Community food can be sampled at its best in the homes of people. The next best option is to have them at restaurants serving such food. Luckily enough, Delhi is the city of settlers, who have, among other things, brought along their food and culture. Enterprising as they are, these communities who have settled in Delhi share their food commercially. So we have the Parsi Anjuman, Rustom’s and the ever famous SodaBottleOpenerWala serving some Parsi fare, which would be otherwise inaccessible to us.
While Reeta Skeeter spoke about the Soda Bottle Opener Wala Vada Pao here, she had earlier promised to share more details about this quirky Irani café. The nostalgia evoking SBOW always has Skeeter occupied on every visit. Those who grew up in the 70s and 80s would recall the wired telephones that hung from walls, the Ravalgons and Poppins, the bakery cookies, the old multi-purpose tin boxes, the toy train track which was the best gift you could get on a birthday; they have it all up and decorated in a rather fun way.
But it is the grub that will have you hooked.

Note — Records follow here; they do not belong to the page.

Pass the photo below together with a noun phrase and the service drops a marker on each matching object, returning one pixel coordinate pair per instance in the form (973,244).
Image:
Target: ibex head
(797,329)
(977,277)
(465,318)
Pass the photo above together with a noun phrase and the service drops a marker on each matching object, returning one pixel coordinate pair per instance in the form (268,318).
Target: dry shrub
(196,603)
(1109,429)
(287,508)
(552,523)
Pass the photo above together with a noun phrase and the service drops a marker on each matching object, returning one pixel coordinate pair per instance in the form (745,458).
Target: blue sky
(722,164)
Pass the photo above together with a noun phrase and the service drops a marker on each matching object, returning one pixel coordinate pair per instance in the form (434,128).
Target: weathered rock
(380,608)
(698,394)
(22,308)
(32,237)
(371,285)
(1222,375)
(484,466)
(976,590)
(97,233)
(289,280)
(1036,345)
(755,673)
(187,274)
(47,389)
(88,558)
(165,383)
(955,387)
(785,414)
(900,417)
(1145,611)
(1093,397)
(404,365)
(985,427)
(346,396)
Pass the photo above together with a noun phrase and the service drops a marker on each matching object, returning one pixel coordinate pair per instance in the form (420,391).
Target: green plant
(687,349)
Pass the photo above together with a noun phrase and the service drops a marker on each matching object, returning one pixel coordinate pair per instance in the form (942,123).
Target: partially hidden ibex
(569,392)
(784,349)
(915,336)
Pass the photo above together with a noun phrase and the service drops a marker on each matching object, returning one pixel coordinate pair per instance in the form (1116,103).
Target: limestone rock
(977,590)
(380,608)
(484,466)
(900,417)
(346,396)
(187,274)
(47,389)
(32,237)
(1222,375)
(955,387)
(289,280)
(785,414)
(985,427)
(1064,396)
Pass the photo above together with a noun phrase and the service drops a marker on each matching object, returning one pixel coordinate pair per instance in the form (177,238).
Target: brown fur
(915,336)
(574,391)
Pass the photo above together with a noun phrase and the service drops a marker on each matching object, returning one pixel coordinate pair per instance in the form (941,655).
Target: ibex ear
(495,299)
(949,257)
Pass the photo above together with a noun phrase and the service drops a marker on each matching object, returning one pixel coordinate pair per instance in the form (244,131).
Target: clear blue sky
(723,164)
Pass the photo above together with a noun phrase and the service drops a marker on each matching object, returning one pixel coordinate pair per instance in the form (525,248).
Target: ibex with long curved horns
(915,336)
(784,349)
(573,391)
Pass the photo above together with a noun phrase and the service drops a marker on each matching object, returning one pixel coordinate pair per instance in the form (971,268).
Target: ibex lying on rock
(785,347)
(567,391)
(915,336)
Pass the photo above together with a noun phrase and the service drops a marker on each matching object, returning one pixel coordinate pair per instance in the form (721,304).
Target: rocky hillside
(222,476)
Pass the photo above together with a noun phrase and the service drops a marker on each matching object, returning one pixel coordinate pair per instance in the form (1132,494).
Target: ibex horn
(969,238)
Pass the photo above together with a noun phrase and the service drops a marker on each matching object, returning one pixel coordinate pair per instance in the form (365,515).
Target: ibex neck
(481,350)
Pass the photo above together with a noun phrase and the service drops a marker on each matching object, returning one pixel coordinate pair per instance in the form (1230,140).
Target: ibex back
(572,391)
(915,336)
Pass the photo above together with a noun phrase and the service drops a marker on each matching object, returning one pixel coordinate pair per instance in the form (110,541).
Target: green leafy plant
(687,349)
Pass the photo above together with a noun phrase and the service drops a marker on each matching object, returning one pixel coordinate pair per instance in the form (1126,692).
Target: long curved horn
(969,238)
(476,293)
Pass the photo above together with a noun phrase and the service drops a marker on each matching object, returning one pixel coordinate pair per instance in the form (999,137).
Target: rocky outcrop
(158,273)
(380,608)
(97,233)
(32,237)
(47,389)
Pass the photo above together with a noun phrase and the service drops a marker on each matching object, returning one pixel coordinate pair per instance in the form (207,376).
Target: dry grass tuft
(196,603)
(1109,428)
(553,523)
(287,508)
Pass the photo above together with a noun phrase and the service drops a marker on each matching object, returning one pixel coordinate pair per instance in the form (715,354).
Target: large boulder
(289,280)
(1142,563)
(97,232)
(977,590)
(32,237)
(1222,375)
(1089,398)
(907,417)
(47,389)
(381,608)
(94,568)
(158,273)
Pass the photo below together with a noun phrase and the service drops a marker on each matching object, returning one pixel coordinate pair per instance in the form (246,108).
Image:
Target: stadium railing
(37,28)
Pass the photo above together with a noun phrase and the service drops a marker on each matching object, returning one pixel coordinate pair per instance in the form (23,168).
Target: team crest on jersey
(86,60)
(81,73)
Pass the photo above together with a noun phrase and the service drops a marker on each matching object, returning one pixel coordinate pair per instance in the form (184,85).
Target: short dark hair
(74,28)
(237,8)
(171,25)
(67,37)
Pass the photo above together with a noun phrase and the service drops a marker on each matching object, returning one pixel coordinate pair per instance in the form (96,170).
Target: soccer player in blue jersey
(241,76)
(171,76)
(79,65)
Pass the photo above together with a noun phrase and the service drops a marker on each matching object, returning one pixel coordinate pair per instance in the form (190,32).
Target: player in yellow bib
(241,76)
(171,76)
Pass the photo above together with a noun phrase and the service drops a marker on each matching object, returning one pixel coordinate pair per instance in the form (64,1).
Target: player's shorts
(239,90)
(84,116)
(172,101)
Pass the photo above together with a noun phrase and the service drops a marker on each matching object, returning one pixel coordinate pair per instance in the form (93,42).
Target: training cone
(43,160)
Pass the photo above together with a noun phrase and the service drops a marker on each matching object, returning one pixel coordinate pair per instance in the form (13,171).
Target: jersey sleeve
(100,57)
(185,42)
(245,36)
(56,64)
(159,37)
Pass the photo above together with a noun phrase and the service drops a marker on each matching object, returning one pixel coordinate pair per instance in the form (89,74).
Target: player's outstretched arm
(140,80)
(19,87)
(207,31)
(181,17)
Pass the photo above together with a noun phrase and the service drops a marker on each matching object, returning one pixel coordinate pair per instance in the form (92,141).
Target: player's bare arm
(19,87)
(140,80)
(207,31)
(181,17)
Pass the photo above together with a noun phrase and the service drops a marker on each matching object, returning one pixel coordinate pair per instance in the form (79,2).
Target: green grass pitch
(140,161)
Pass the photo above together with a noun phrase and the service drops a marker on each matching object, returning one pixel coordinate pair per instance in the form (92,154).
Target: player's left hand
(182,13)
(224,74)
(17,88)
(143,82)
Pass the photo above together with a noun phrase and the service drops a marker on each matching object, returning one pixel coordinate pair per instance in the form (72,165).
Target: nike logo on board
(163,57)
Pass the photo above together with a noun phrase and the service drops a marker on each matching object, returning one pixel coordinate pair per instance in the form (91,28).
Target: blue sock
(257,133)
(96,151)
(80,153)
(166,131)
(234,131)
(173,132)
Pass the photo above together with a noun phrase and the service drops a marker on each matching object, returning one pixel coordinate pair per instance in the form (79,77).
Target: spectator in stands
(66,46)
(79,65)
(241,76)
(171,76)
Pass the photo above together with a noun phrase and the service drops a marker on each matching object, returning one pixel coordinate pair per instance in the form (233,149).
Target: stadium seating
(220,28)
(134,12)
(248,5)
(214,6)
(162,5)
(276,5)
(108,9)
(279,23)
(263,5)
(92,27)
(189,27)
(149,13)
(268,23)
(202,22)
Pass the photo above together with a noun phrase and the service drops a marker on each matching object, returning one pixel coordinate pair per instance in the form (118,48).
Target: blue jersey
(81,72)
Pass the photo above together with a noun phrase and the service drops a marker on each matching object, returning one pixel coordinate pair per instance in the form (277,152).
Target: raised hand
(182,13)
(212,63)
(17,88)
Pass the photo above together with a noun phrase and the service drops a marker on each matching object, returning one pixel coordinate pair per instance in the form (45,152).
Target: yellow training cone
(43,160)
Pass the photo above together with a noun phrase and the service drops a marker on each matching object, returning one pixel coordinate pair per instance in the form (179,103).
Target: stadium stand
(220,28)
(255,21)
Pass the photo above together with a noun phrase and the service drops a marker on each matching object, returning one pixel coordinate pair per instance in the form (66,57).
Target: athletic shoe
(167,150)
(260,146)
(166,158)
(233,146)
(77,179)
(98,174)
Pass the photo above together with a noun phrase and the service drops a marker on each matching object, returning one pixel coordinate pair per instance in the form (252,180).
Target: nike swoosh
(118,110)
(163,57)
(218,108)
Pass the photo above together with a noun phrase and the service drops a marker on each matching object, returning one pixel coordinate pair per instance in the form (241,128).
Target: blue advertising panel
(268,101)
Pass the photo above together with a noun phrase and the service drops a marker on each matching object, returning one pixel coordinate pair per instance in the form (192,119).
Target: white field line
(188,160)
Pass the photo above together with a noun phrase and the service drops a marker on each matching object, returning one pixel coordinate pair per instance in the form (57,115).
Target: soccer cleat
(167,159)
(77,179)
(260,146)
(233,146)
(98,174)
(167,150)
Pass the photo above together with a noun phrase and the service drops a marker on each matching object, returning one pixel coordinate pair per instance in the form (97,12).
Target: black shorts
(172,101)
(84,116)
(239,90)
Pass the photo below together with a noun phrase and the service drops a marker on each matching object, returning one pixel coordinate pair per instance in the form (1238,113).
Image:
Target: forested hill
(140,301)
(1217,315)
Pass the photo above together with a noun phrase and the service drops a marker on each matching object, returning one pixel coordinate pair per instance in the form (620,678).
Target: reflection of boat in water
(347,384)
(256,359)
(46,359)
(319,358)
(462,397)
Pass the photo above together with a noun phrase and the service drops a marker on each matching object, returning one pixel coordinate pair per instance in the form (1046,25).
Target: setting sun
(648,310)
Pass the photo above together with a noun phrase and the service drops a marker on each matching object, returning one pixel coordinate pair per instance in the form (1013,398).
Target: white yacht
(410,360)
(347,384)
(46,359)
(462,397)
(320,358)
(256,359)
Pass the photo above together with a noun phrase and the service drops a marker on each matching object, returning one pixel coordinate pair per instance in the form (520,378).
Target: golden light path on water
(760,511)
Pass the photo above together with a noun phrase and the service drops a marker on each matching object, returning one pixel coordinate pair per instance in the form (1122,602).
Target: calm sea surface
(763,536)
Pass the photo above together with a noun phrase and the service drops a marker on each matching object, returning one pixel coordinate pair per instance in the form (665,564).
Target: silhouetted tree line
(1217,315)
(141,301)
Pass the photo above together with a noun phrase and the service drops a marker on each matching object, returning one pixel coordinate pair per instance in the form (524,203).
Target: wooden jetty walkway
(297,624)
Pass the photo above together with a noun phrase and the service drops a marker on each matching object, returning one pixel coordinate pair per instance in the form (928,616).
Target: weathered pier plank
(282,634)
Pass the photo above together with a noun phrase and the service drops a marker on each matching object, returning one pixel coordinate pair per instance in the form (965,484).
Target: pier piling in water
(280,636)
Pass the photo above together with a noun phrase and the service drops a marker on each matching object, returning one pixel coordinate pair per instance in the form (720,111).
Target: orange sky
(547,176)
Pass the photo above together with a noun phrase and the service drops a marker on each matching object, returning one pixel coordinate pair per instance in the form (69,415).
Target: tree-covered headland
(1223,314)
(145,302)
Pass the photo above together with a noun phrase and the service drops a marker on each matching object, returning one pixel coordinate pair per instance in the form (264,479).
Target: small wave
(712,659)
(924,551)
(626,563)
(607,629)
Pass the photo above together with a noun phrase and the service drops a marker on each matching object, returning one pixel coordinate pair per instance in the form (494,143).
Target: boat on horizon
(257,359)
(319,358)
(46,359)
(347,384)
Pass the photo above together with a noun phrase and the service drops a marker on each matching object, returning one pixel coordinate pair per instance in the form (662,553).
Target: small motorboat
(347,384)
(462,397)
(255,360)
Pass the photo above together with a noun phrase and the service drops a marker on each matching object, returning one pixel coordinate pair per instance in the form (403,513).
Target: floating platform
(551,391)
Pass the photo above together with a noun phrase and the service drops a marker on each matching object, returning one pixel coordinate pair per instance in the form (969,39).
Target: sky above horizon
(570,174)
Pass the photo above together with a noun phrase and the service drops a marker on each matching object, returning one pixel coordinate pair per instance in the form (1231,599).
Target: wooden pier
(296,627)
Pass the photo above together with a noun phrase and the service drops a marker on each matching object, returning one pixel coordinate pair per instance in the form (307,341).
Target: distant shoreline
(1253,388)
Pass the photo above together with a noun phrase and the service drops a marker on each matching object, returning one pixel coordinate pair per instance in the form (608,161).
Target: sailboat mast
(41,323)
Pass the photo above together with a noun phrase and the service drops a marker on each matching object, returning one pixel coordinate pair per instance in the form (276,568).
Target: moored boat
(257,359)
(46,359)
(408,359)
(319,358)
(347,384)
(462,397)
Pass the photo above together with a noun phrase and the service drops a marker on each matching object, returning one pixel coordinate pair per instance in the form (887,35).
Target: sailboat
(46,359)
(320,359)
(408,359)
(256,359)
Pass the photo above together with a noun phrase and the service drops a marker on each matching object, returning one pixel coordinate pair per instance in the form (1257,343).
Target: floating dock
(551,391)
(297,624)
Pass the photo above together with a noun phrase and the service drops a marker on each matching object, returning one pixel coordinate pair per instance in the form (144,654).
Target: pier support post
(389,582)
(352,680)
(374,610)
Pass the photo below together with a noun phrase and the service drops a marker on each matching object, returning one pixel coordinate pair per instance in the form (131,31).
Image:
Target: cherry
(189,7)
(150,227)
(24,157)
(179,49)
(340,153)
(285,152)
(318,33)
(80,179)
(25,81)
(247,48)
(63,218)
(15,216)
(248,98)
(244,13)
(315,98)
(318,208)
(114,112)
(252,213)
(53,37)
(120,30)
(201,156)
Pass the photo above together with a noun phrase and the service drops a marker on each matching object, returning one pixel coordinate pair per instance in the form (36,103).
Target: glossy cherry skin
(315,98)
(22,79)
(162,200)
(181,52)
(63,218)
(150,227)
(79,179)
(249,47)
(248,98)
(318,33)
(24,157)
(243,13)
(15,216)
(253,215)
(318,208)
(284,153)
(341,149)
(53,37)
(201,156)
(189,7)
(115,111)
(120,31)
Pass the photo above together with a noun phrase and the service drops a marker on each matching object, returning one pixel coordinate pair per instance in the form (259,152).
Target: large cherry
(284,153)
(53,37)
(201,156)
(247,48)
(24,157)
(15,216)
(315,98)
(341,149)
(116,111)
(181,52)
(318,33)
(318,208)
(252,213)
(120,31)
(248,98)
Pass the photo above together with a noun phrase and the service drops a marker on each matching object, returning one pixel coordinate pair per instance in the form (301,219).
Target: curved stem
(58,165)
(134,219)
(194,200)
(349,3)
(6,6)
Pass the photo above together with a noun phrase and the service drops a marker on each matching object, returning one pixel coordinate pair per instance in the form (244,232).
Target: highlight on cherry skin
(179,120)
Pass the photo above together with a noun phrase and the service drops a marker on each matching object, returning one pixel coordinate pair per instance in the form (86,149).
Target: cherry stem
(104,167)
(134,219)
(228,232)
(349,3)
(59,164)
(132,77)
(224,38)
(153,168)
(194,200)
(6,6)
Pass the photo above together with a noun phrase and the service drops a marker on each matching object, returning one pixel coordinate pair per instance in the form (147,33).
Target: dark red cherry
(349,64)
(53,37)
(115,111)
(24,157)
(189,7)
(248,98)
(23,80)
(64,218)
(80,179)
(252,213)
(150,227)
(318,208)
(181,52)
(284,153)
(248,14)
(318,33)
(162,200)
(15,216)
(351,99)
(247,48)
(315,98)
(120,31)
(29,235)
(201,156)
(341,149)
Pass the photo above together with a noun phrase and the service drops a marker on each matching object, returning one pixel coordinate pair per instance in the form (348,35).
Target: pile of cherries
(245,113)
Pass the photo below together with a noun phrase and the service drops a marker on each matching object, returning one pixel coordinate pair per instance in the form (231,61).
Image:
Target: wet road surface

Skeeter would need yet another post to write about the regular menu offerings but for now one must sample the Navroze Thali that is on the menu till August 27, 2015. They have the vegetarian (Rs 700) and the non-vegetarian (Rs 800) versions. Skeety, of course tried the vegetarian one and here’s what she thought: The Vengna Nu Achaar, a tantalising eggplant pickle is something out of the box and so is the Ravviyyan, where minty chutney is sandwiched between two eggplant roundels. Eggplant is versatile and when you hop across regional menus you get such gems. The Doodhi Murabbo is a sweet bottle gourd relish with the flavours of aniseed and the crunch of the chironji standing out. Skeeter could not have enough of it and if SBOW starts bottling this one, it will disappear from shelves. That good, yeah! The Saria is the Parsi poppadum made from sago or sabudana and deep fried to add some texture to your meal. The Papeta Nu Kavab are made up of a mix of tangy/spicy vegetables and potatoes, mashed, coated and deep fried. They are more like smaller versions of cutlets or pattice but the filling is what distinguishes them. The Paneer Akuri is the vegetarian version of Akuri, a rather simple preparation that had Skeeter hooked. To add touches from Bharuch, some dried fruits are added. The Kora no Patio is a pumpkin sabzi that did nothing for Skeeter’s tastebuds but she had her fork digging into a saffron-laced, delectable Vegetable Pulao accompanied with Masala ni Daar, a classic Parsi preparation of lentils and vegetables. The Kachumbar (diced salad) and Rotli (Roti) featured on the thali too. Skeeter washed it down with Rustam Bantawala, a cocktail using raw mango as the base. It went well with the thali. Thanks to the recommendation of chef Anahita Dhondy, I was saved the trouble of choosing what to drink.
End your meal with the Ravo (semolina milk pudding) and Falooda. The rose syrup laden falooda comes seated in a cutting glass and being true to the community food, SBOW hasn’t cut down on the sweetness to suit your taste. Skeeter loved it the way it was.
The portion is generous, so it is advisable to fast for a few hours before you dig into this one.